Entre las dos cuñas que aseguran la verticalidad de la cruz, como ella introducidas en una oscura hendidura del suelo, herida de la tierra no más incurable que cualquier sepultura de hombre, hay una calavera, y también una tibia y un omoplato, pero la calavera es la que nos importa, porque es eso lo que Gólgota significa, calavera, no parece que una palabra sea lo mismo que la otra, pero alguna diferencia notaríamos entre ellas si en vez de escribir calavera y Gólgota escribiéramos gólgota y Calavera.

 

No se sabe quién puso aquí estos restos y con qué fin lo hizo, si es solo un irónico y macabro aviso a los infelices supliciados sobre su estado futuro, antes de convertirse en tierra, en polvo, en nada. Hay quien también afirme que este es el cráneo de Adán, ascendido del negror profundo de las capas geológicas arcaicas y ahora porque a ellas no puede volver, condenado eternamente ante sus ojos la tierra, su único paraíso posible y para siempre perdido. Atrás, en el mismo campo donde los jinetes ejecutan su última pirueta, un hombre se aleja, volviendo la cabeza hacia este lado. Lleva en la mano izquierda un cubo y una caña en la mano derecha.

 

En el extremo de la caña debe de haber una esponja, es difícil verlo desde aquí, y el cubo, casi apostaríamos, contiene agua con vinagre. Este hombre un día y después para siempre, será víctima de una calumnia, la de por malicia o por escarnio, haberle dado vinagre a Jesús, cuando él pidió agua, aunque lo cierto es que le dio la mixtura que lleva, vinagre y agua, refresco de los más soberanos para matar la sed, como en su tiempo se sabía y practicaba. Se va pues, no se queda hasta el final, hizo lo que podía para aliviar la sequedad mortal de los tres condenados y no hizo diferencia entre Jesús y los ladrones, por la simple razón de que todo esto son cosas de la tierra, que van a quedar en la tierra y de ellas se hace la única historia posible.”

 

Conclusión

Después de haber leído con atención el extracto anterior de Saramago, podemos decir que su descripción es exacta y que sobre de ella cuenta una historia que contiene imágenes, gestos y sentimientos de lo que este grabado refleja.

 

En lo personal, me impresiono la manera en que relato y describió cada uno de los elementos contenidos en la imagen.

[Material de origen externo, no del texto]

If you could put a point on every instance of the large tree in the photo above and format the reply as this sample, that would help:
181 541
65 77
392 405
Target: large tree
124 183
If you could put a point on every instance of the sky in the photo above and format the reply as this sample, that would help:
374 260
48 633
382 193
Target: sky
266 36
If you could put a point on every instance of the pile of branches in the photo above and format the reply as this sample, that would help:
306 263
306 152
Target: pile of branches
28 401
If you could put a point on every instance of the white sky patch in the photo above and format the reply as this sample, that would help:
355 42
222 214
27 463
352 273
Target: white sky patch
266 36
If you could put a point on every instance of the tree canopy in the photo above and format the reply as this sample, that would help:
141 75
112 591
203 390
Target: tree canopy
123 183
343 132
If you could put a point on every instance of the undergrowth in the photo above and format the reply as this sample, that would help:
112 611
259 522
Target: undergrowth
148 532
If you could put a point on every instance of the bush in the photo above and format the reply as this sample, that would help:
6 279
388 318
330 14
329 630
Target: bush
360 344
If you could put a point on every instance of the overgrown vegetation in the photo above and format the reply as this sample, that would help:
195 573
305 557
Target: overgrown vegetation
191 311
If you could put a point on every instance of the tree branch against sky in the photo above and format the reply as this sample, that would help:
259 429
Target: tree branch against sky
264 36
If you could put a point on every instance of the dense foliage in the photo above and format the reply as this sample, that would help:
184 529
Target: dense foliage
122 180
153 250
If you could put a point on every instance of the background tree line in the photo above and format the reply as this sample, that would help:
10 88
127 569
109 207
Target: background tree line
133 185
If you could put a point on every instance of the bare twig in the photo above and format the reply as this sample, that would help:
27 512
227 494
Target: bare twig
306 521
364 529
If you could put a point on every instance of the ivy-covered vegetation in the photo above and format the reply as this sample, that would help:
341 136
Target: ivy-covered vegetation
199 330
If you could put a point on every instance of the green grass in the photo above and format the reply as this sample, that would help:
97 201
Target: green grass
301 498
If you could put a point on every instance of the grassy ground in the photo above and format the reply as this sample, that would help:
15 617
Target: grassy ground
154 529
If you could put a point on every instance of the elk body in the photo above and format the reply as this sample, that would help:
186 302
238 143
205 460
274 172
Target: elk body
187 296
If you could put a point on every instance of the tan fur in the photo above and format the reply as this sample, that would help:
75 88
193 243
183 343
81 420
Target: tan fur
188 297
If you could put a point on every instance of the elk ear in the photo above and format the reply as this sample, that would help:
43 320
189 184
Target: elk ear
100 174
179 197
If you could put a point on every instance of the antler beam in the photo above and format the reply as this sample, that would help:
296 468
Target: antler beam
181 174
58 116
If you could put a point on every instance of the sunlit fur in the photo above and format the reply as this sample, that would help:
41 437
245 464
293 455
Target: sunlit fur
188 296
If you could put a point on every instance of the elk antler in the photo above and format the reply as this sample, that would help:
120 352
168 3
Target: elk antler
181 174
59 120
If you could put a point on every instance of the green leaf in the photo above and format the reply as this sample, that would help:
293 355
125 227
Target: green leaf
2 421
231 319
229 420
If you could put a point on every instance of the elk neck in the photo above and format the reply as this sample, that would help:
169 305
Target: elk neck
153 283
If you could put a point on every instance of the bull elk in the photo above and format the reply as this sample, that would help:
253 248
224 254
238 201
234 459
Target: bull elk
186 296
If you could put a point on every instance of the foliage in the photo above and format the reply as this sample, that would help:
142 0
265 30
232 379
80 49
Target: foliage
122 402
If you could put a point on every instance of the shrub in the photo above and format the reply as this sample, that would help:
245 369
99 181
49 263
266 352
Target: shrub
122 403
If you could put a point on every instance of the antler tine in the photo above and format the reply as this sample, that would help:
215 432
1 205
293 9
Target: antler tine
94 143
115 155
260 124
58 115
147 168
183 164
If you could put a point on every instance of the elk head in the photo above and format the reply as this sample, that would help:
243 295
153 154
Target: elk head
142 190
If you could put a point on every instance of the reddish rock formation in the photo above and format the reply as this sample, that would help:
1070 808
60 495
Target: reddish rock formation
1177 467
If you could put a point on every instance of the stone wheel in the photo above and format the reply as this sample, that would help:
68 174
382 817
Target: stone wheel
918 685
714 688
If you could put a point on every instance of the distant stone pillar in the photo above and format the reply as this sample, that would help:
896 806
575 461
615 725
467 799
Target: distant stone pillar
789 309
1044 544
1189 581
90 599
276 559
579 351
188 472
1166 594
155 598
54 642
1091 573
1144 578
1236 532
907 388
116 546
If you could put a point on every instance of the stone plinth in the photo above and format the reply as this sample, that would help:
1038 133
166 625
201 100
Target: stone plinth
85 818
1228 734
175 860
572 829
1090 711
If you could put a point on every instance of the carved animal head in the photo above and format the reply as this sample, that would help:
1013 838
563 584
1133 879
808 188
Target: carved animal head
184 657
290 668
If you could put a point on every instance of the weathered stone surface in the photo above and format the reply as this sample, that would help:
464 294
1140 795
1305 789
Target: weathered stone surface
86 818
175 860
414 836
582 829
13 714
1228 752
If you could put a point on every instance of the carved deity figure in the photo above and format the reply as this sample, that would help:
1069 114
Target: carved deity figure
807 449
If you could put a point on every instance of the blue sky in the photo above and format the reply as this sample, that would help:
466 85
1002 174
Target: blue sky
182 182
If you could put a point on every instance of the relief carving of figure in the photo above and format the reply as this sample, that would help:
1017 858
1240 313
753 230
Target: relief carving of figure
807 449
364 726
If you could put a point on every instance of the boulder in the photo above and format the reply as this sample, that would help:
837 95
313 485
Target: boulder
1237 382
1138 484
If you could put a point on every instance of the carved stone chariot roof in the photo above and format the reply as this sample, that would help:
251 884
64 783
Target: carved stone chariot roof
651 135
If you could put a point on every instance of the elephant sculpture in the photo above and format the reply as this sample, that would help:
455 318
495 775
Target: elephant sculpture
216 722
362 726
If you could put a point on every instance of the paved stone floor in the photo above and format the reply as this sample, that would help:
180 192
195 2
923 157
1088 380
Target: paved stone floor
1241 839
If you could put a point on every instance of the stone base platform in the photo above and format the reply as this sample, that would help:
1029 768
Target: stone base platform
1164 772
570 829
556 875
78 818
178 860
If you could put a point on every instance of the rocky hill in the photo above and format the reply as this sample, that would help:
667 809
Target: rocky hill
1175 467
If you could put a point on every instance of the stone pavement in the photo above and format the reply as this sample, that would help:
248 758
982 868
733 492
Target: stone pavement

Mi objetivo, al darles a conocer esta reseña de José Saramago, es que desarrollemos con ahínco la habilidad de observar todo nuestro entorno en el que nos desarrollamos y vivimos y tener las imágenes en la mente para que un día, si no las escribimos, las podamos contar con la vivida expresión de Saramago.

 

Bibliografía

 

• Saramago José, El Evangelio según Jesucristo. Editorial Alfaguara, España 2002

 

 

[a] Profesor Escuela Preparatoria N°3.